Indeno[1,2-c]isoquinolin-5,11-diones conjugated to amino acids: Synthesis, cytotoxicity, DNA interaction, and topoisomerase II inhibition properties
- Bioorg Med Chem. 2010 Nov 15;18(22):8119-33. doi: 10.1016/j.bmc.2010.08.025.
- 1. EA CMF 4478, Université Lille Nord de France-Université Lille 1, Bât C3(2), Cité Scientifique, 59655 Villeneuve d'Ascq Cedex, France.

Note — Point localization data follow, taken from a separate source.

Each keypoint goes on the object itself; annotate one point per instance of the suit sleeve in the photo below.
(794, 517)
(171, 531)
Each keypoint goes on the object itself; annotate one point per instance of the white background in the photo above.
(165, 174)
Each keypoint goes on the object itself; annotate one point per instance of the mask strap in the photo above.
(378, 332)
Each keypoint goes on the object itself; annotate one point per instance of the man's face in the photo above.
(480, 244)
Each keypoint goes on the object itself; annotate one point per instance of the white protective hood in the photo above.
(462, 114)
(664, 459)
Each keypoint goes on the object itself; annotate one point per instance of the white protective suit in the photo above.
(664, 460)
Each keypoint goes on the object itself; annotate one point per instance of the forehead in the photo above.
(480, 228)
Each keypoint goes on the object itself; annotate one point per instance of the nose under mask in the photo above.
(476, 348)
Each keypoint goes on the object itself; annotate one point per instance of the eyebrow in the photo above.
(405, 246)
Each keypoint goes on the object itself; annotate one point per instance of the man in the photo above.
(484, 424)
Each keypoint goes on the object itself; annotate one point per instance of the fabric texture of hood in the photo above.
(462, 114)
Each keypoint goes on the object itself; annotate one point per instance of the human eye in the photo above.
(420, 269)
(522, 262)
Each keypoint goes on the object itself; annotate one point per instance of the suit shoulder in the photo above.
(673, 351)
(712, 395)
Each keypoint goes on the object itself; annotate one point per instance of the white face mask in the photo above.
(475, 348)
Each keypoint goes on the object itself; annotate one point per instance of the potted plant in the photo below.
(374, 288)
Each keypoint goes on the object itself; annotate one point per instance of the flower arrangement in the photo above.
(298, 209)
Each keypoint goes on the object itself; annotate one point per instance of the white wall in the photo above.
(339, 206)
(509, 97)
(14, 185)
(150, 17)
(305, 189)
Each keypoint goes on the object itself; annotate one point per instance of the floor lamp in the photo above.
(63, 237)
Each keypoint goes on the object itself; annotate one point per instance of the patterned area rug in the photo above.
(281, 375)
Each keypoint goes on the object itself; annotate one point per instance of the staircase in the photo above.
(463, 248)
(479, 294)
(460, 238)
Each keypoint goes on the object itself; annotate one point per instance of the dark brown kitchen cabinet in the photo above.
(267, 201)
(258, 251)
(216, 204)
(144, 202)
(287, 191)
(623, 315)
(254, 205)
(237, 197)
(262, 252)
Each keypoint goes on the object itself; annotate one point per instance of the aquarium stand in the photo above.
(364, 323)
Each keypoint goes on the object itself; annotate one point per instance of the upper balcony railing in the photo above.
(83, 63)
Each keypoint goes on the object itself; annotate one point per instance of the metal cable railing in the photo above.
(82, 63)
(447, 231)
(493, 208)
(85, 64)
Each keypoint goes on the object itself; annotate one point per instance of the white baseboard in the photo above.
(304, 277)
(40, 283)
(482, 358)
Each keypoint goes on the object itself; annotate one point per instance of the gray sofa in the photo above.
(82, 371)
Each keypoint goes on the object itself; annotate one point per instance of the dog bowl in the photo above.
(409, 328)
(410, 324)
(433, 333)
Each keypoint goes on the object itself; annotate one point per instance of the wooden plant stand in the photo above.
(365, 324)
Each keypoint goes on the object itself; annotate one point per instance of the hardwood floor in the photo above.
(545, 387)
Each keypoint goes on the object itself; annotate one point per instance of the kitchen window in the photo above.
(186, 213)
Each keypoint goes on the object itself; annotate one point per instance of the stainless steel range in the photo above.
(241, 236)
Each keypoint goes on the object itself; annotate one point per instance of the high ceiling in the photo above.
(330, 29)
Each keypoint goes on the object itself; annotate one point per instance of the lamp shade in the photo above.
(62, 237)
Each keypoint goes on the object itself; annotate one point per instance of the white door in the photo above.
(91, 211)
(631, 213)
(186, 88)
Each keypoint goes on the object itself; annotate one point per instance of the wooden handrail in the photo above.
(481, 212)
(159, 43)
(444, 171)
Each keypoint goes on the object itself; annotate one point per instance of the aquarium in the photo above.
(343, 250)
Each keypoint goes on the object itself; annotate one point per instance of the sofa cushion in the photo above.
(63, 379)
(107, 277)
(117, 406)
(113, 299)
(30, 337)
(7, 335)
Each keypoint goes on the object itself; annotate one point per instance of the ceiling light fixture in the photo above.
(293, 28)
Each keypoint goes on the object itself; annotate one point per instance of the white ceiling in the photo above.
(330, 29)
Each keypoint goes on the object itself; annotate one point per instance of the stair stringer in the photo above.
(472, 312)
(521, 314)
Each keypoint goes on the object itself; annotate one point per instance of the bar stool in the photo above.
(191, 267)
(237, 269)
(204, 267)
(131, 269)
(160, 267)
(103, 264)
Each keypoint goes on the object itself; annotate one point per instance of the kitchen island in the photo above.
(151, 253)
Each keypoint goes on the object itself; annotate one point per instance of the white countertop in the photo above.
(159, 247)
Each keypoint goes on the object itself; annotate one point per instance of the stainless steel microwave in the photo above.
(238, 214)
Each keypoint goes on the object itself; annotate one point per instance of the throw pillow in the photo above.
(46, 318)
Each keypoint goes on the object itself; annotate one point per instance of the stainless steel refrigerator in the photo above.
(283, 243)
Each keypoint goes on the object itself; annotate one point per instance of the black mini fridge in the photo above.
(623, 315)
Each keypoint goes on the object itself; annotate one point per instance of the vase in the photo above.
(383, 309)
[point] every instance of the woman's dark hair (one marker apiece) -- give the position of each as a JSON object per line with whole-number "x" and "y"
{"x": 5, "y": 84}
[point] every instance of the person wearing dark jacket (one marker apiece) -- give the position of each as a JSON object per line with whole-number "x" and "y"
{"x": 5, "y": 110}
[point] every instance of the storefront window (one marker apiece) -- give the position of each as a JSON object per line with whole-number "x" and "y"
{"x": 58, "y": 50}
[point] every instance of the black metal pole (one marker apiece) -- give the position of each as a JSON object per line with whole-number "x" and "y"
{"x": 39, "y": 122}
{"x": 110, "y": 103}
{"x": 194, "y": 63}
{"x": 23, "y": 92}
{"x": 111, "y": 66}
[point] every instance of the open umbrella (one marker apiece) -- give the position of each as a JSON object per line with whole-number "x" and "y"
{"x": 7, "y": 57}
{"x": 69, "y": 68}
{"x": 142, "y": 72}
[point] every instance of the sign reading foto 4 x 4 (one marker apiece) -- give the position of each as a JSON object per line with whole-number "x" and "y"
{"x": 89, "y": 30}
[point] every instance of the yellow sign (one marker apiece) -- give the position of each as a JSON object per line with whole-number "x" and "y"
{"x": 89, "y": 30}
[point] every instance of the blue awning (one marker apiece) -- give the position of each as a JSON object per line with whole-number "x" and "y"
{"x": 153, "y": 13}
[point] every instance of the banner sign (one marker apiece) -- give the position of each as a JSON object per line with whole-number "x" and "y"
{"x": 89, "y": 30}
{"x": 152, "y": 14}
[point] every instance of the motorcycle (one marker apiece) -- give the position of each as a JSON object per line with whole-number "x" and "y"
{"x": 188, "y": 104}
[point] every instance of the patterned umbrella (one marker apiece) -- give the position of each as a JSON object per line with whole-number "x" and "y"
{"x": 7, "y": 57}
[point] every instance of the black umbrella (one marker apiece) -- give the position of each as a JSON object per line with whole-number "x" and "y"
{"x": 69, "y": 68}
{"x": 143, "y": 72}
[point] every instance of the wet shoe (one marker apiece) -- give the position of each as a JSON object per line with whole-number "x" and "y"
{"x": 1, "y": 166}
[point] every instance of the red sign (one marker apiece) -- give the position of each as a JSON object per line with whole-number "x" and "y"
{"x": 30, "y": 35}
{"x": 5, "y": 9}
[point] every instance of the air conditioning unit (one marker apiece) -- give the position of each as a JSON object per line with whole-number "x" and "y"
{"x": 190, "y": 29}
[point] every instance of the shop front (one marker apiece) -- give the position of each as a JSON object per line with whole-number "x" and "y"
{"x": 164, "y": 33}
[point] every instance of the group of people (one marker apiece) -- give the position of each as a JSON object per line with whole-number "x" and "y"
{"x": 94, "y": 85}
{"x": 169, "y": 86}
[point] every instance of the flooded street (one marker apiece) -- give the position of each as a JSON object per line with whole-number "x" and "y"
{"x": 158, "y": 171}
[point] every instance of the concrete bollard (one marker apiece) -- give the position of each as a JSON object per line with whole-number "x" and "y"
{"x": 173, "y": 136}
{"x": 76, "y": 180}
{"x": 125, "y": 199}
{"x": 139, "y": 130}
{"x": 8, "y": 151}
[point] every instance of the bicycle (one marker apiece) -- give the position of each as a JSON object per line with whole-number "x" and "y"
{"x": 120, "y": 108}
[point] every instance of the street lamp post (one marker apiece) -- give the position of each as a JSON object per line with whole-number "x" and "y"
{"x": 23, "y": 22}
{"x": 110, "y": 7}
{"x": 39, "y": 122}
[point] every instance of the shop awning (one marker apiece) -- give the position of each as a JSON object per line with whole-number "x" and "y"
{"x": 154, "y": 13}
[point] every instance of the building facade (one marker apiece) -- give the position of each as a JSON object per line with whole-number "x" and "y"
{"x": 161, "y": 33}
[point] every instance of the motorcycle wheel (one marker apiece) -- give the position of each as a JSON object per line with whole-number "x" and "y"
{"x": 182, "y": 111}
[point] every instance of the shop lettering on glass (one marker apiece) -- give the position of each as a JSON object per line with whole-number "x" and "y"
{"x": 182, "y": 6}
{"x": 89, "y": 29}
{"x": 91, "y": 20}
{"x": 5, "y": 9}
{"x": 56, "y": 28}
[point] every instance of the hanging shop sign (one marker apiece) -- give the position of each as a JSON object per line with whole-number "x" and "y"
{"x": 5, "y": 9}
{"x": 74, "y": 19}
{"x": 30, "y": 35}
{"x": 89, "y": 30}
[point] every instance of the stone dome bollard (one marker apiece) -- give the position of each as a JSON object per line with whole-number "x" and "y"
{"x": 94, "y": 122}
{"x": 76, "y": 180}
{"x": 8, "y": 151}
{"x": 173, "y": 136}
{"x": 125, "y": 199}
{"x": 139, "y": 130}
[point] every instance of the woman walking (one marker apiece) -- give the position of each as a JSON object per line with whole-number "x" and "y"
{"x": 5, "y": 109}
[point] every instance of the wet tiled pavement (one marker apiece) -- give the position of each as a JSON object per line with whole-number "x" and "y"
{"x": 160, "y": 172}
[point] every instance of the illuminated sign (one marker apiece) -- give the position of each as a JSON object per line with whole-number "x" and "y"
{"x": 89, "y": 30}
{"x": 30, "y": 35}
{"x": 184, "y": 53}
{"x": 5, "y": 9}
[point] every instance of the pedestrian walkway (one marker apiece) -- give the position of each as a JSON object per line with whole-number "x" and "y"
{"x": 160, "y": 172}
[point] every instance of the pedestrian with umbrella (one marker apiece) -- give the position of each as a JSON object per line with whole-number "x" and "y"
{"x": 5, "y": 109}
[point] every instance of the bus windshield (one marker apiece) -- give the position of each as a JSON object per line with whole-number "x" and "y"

Three series of indeno[1,2-c]isoquinolin-5,11-dione-amino acid conjugates were designed and synthesized. Amino acids were connected to the tetracycle through linkers with lengths of n=2 and 3 atoms using ester (series I), amide (series II), and secondary amine (series III) functions. DNA binding was evaluated by thermal denaturation and fluorescence measurements. Lysine and arginine substituted derivatives with n=3 provided the highest DNA binding. Arginine derivative 32 (n=2, series II) and glycine derivative 34 (n=2, series III) displayed high Topoisomerase II inhibition. Incrementing the length of the N-6 side chain from two to three methylene units provided a significant increase in DNA affinity but a substantial loss in Topoisomerase II inhibition. The most cytotoxic compounds toward HL60 leukemia cells were 19, 33, and 34 displaying micromolar IC(50) values. When tested with the Topoisomerase II-mutated HL60/MX2 cell line, little variation of IC(50) values was found, suggesting that Topoisomerase II might not be the main target of these compounds and that additional targets could be involved.